A back-of-the-envelope way to price inference

A recent technical explainer lays out a practical framework for estimating how much it costs to serve AI models to users at scale. The piece argues that, with a few hardware specs and some assumptions about model size and context length, teams can make a rough estimate of per-user inference cost before building full production systems.

The method is aimed at products that run large language models as part of the core stack, where serving efficiency can directly influence subscription pricing and margins. Instead of focusing on exact measurements, the article uses napkin math to show which parts of the inference pipeline are likely to dominate spending on GPUs.

The core idea is to compare compute capacity with memory bandwidth, then use that ratio to estimate how many simultaneous conversations a single accelerator can support. The discussion centers on a high-end NVIDIA B200 GPU, along with a model assumption of roughly 32 billion parameters and a long context window of 200,000 tokens.

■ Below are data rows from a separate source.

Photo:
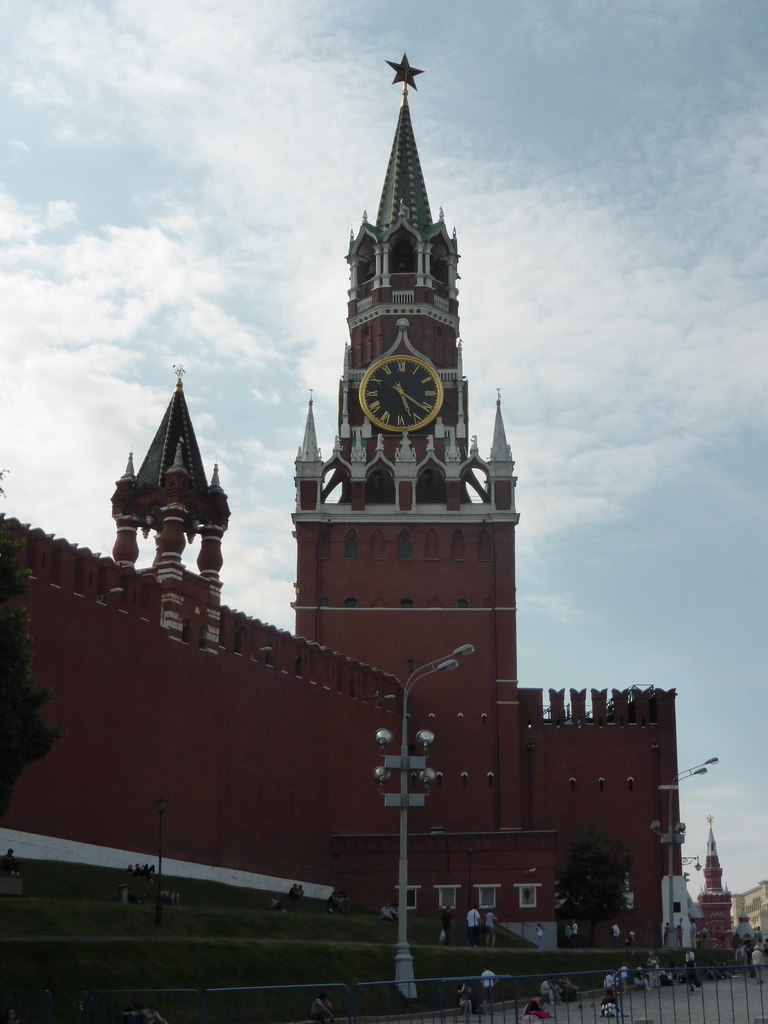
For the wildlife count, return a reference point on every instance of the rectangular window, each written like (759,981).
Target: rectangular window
(411,903)
(486,895)
(446,896)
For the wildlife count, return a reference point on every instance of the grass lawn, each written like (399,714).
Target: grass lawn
(70,934)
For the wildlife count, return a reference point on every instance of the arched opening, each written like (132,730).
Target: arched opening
(484,547)
(475,487)
(324,545)
(335,486)
(350,544)
(457,545)
(380,487)
(430,487)
(402,259)
(404,548)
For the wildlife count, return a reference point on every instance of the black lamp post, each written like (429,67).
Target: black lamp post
(162,806)
(470,851)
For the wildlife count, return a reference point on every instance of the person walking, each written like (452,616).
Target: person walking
(473,926)
(489,929)
(758,958)
(446,920)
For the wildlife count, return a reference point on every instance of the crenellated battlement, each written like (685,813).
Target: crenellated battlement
(637,706)
(82,573)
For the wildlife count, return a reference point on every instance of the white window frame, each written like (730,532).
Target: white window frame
(442,896)
(482,893)
(527,902)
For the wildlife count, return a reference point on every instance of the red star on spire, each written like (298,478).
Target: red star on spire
(404,73)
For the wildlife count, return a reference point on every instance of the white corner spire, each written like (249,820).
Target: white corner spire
(309,451)
(500,450)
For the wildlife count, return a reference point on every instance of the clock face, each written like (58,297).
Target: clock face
(400,392)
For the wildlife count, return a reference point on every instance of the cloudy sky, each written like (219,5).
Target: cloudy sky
(177,184)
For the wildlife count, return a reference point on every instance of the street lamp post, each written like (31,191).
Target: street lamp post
(675,836)
(470,851)
(404,764)
(162,805)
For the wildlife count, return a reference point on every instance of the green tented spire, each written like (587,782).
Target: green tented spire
(404,181)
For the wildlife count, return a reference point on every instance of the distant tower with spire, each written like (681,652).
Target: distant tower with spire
(406,534)
(715,899)
(171,497)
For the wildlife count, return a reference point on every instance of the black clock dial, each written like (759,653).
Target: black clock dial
(400,392)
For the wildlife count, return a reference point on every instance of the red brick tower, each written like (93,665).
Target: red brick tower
(715,900)
(171,496)
(406,535)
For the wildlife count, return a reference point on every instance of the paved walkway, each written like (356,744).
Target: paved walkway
(737,1001)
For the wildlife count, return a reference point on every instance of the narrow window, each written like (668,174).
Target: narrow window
(403,546)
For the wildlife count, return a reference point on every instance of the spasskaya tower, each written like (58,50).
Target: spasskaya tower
(407,535)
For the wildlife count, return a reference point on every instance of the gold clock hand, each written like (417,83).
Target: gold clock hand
(415,400)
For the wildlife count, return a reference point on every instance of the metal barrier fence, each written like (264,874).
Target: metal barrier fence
(28,1004)
(272,1004)
(725,995)
(177,1006)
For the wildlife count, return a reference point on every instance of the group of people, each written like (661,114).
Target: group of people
(140,870)
(142,1015)
(11,863)
(478,924)
(629,942)
(338,902)
(466,999)
(550,992)
(570,933)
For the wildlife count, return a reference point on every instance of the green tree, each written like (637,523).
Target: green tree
(594,885)
(24,735)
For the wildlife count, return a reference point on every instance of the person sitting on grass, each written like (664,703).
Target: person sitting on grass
(535,1011)
(322,1009)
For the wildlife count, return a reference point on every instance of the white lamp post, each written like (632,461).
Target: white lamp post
(675,836)
(403,962)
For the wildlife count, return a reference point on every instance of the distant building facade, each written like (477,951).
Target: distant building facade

Why attention and caching matter

The article starts by breaking down the cost of matrix multiplication, a basic operation that underpins transformer inference. It explains that these operations involve both arithmetic work and memory movement, and that tiling can reduce how often data needs to be read from memory. From there, it connects the math to language models, which process token sequences through repeated attention layers before predicting the next token.

A key point is that naive inference can waste a large amount of compute by reprocessing the full prompt every time a new token is generated. To avoid that, modern inference systems cache key and value tensors from earlier steps in a region of GPU memory called the KV cache. With caching, the model only needs to process the newest token on each forward pass instead of the full conversation history.

That shift dramatically changes the resource profile. In the simplified example, the compute load drops far enough that inference becomes more balanced between arithmetic throughput and memory use. The article uses the B200’s published specifications to show that the chip can perform far more operations than it can move bytes from memory, which means the ideal system should keep both compute and bandwidth busy.

The limits of scale

Using the B200’s claimed 4,500 TFLOP/s compute rate and 8 TB/s memory bandwidth, the article concludes that the hardware can be most efficiently used when serving hundreds of users concurrently. A simple ratio yields an idealized target of about 331 simultaneous users if the workload is perfectly balanced between compute and memory traffic.

That figure is only a theoretical maximum, however. Real deployments must reserve memory for model weights and the KV cache, and that is where the math becomes more constrained. The article notes that a 32B model can occupy about 32 GB of VRAM on its own. A long-context chat session also requires a substantial KV cache, which can exceed the capacity of a single accelerator if no optimization is applied.

To reduce that burden, the explainer points to grouped-query attention, a technique that shares key and value heads across multiple query heads. In its simplified estimate, that approach cuts KV cache usage by about 8x. Even so, long-context sessions still consume significant memory, limiting how many concurrent chats can be hosted on one GPU.

A planning tool, not a precise forecast

The main value of the framework is not precision, but intuition. It helps teams reason about whether a model is likely to be compute-bound, memory-bound or constrained by VRAM footprint. That, in turn, can guide infrastructure decisions, capacity planning and pricing.

For AI companies trying to estimate serving costs before launch, the article offers a reminder that the economics of inference depend not just on model quality, but on how efficiently each token is generated and how much context the system must remember along the way.